A fellow employee alerted Dean Clinic to the problem earlier
in August. An internal investigation found the nurse used
clean needles but the same pen each time on patients. However,
even a microscopic amount of blood backflow could endanger the
next patient if the pen itself is reused. The finger-stick
device is also supposed to be used on only one patient. The
nurse changed to new needles from patient to patient while
reusing the device's handle, which poses an infection risk.
The nurse left on Aug. 10, the same week clinic officials were
alerted. Nonetheless, the nurse was certified as a diabetic
educator, so it is unclear why device guidelines and clinic
protocols were not followed, said CEO Dr. Craig Samitt and Dr.
Mark Kaufman, the clinic's chief medical officer.
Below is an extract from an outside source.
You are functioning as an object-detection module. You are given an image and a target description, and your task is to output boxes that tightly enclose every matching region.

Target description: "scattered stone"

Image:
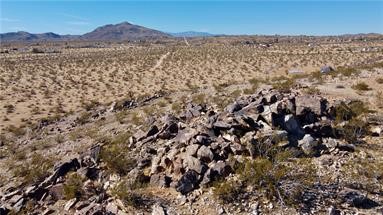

The nurse
was supposed to have been demonstrating the devices on an
orange or pillow, Kaufman said, not on patients themselves.
Samitt would not say whether she resigned or was terminated.
The clinic has about 720 health care providers located in
southern Wisconsin. Samitt declined to identify where the
nurse worked. State and local health officials have been
notified and are monitoring the situation. No one had detected
any clinic-related infections as of Monday, when Dean Clinic
began contacting patients by telephone and mail.
"This is an ongoing investigation," Samitt said. A CDC
spokesperson had no immediate comment.